何でもないよ、と逃げを打ち、僕は立ち上がって急須にお湯を注いだ。
「二学期から転校って大変ね。困ったことがあったら何でも光太郎に言ってね。この子、ちょこまかと動き回るのは得意だから」
言いながら母さんは僕に湯呑を突き出す。
「ネズミみたいに言うな」
僕は湯呑を受け取りながら、ぼそっと小さな声で反抗した。
「いつも光太郎君には助けてもらってます。勉強も教えてもらっちゃってますし」
「そうなの?光太郎。しっかり教えて差し上げなさいよ」
「はいはい」
僕は生返事で母さんのと僕の湯呑に二杯目のお茶を注いだ。
「せっかく仲良くなったんだから高校も同じになるといいわね。そっちの方が楽しそう」
「たぶん同じになるんじゃないかな」
僕は半ば開き直って母さんに湯呑を突き返した。
「ほんとかよ、光太郎」
突然佐伯が僕の隙だらけの胸元に食いつかんばかりに詰め寄ってくる。
その勢いに僕は思わず腰を引いてしまう。「あたし、受かりそう?受かりそうなの?」
「あ、ああ。この調子なら大丈夫だと思うよ」
少し無責任な発言だっただろうか。
しかし、佐伯の努力はすごい。
席を並べて勉強していると、彼女の受験に対する真剣さがひしひしと伝わってくる。
彼女は明らかに学力を上げていた。
家でもかなりの時間を勉強に割いているのだろう。
今の調子で頑張ればきっとK高校に合格するに違いない。
「K高校にすごく有名な美術の先生がいるんです。だからあたし、なんとしてでも合格したくって」
舞い上がり気味の佐伯の説明を聞いて、なぜか母さんが少し目元の表情を曇らせたように見えた。
「K高校だと」
母さんは顔を佐伯に向けたまま確認するような視線を僕に寄越した。「光太郎と離れ離れになっちゃうんじゃないの?」
「僕もK高校だよ」
「あれ?そうだったの?T学園受験するんじゃないの?」
僕は深くて暗い井戸の底を見ているようだった。
わずかに差し込む淡い光がゆらりゆらりと反射する水面に、張りのない肌、麦わら帽子に戸惑う母さんの顔、空っぽの冷蔵庫が次々と浮かび上がる。

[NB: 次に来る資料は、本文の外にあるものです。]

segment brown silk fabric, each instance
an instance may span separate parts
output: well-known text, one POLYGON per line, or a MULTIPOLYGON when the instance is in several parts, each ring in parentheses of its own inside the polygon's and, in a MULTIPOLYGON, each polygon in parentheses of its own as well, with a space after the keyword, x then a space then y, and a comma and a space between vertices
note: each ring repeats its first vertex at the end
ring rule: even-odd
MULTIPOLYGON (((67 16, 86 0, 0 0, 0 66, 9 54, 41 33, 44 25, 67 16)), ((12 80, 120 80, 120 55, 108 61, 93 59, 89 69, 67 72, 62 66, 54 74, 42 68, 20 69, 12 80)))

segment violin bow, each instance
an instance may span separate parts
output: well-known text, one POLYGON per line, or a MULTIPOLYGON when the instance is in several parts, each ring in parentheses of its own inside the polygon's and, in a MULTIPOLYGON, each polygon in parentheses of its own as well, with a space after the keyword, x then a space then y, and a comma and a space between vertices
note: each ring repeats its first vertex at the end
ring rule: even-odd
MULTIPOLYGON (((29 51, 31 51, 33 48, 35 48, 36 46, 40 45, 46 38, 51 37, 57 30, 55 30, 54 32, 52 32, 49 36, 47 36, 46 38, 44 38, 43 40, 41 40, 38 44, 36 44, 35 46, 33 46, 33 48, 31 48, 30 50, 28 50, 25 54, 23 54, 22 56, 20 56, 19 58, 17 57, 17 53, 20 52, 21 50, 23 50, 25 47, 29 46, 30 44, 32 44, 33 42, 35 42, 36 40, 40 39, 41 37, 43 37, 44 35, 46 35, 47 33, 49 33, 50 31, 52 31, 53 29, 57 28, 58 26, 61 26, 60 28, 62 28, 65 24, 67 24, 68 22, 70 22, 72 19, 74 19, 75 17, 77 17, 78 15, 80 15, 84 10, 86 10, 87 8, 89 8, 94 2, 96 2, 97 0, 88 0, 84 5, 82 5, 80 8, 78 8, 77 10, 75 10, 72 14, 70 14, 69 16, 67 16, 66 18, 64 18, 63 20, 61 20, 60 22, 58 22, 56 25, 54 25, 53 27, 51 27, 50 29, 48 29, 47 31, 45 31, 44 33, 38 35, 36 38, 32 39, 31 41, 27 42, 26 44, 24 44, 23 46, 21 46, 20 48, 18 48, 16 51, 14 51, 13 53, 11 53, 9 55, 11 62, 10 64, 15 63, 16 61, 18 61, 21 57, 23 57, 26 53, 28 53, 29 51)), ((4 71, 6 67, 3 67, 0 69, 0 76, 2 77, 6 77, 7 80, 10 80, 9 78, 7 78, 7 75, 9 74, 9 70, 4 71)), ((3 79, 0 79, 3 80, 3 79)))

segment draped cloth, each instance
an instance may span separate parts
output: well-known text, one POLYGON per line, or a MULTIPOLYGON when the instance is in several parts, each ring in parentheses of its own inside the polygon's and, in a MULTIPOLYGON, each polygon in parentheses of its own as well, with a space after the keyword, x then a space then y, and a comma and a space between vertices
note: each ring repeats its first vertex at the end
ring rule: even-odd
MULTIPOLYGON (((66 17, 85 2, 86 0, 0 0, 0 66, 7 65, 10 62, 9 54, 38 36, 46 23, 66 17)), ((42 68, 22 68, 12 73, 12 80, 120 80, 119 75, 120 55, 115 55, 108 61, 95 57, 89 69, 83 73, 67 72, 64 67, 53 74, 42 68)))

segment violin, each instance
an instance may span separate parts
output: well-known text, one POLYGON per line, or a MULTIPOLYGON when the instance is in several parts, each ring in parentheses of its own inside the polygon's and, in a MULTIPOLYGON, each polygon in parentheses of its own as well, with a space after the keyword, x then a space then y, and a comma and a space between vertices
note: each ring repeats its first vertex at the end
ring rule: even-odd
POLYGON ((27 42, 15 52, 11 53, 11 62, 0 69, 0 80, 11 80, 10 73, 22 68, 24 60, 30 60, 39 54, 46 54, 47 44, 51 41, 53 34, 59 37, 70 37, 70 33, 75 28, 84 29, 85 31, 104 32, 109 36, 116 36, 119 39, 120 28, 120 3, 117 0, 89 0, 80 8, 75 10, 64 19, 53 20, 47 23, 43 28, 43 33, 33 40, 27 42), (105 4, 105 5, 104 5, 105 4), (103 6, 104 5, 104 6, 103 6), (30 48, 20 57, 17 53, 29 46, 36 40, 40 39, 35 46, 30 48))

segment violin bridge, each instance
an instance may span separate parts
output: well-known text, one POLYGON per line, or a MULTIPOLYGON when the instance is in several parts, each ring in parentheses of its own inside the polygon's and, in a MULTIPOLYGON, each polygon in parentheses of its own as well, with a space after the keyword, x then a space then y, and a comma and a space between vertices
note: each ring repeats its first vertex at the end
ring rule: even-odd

目の前にいる母さんが手を伸ばしても到底届かないところにいるように思えてならなかった。
僕は気づいていた。
ケーキを貰ったという隣の部屋のおばあさんは先月亡くなっている。
今日の母さんは記憶に混濁した部分がある。
こんなことは今までなかった。
これが良い兆候であるはずがない。
僕は母さんや佐伯に気づかれないように懸命に足元から這い上ってくる悪寒に耐えた。
足首を目に見えない何者かに強く握られ、床下に引きずり込まれていくような感覚があった。